Apple iPad Pro screen review: We test the new True Tone display of the iPad Pro 9.7 and see how it compares to the original iPad Pro, as well as the iPad Air 2.
The new iPad Pro has shrunk down to the same size as the iPad Air 2, which also features a 9.7-inch display – but there are a few key differences between the original 12.9-inch iPad Pro, the Pro 9.7 and the iPad Air 2 when it comes to the screen.
For one, the Pro 9.7 is Apple’s first iPad to feature a ‘True Tone’ display.
What is Apple’s True Tone display?
The True Tone display found on the iPad Pro 9.7 can actually adapt depending on your working environment, making things easier on your eyeballs – or so says Apple.
Basically, the iPad judges how well-lit your environment is using the FaceTime camera and then tweaks the colour warmth to match. So in low light environments, the True Tone screen will produce warm colours (whites will appear more yellow, for instance) for a less shocking contrast.

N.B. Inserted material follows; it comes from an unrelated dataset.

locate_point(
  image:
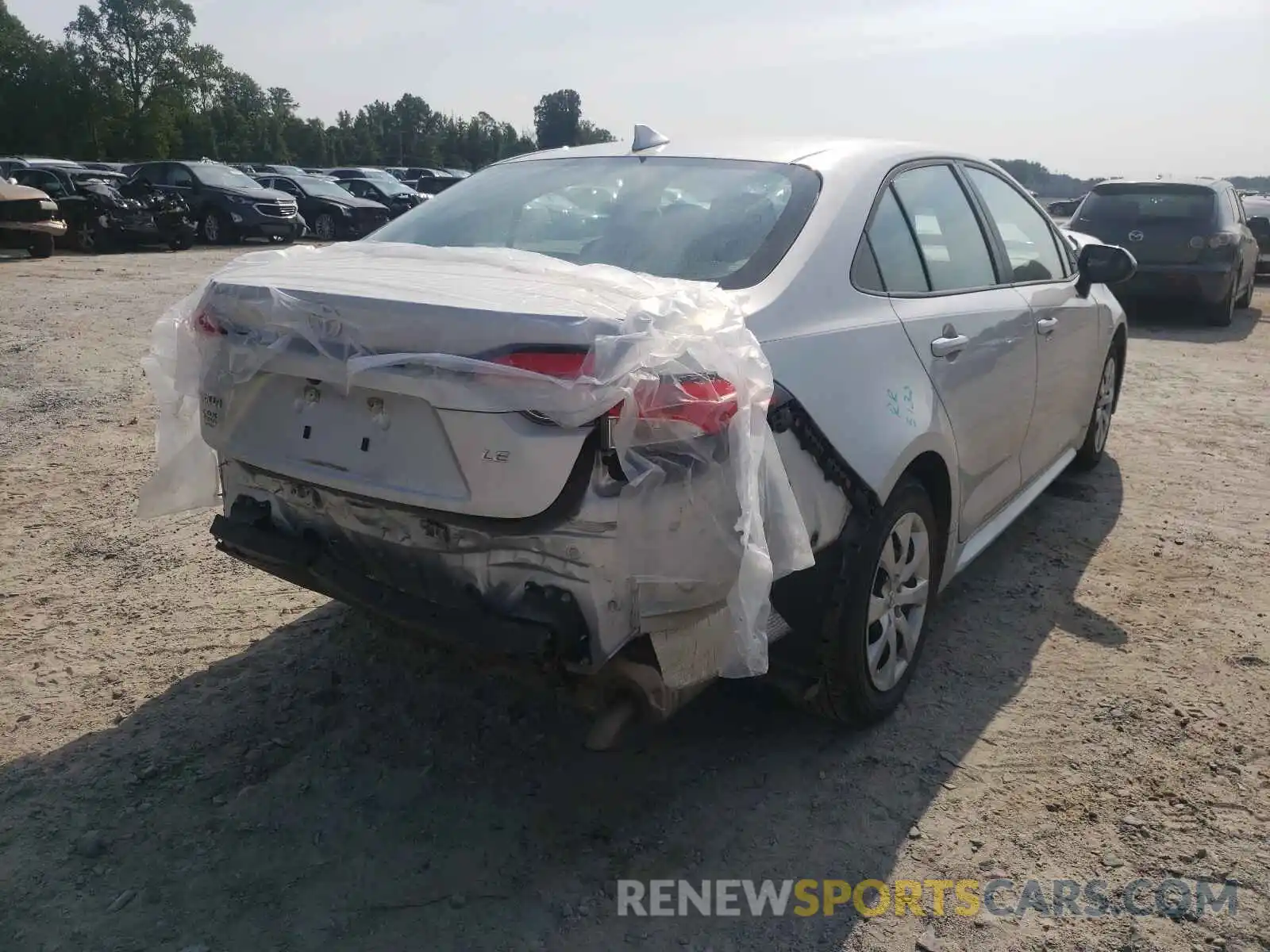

Does Apple’s True Tone display actually work?
Well, kind of.
In our tests we found that the iPad Pro 9.7’s screen did appear to match the softer ambient light in our studio. With little to no surrounding light, the Pro 9.7 panel is much warmer than the Pro 12.9 and Air 2 displays, so your eyes don’t struggle to adjust when moving to and from the display.
However, with the studio lighting turned right up to ‘retina searing’, the iPad Pro 9.7’s screen was still producing warmer colours, rather than the cool whites we expected. It wasn’t until we actually turned off True Tone in the Pro’s display settings that it matched our expectations.
Of course, Apple’s new Night Shift feature, found in iOS 9.3, does much the same thing as True Tone. You’ll have to manually turn it on outside of the scheduled hours, but flicking Night Shift on when you’re in a dark room will warm up the screen and make for a more comfortable viewing experience.
IPad Pro 12.9 screen vs iPad Pro 9.7 screen vs iPad Air 2 screen
In terms of image sharpness, there’s no difference between these three iPad screens (264 pixels-per-inch in each case). Photos and HD videos appear crisp, with no visibility of individual pixels. We found that our colour tests gave near identical results also, with all three panels boasting accurate colour representation.
Apple bigged up the Pro 9.7’s improved screen brightness and its anti-reflective finish at the launch, but we once again struggled to tell the difference between the two Pro tablets and the Air 2. With a 105W bulb beaming directly onto each screen in turn, we were still able to read a page of text at maximum brightness. Our outdoor test was just as successful, with each iPad happily handling the glare of the suddenly-reincarnated British sun.
So in summary, no matter which iPad you choose, you’re getting a best-in-class display. And while we like the idea behind True Tone, you can get much the same experience with the original iPad Pro and the Air 2 by using Night Shift.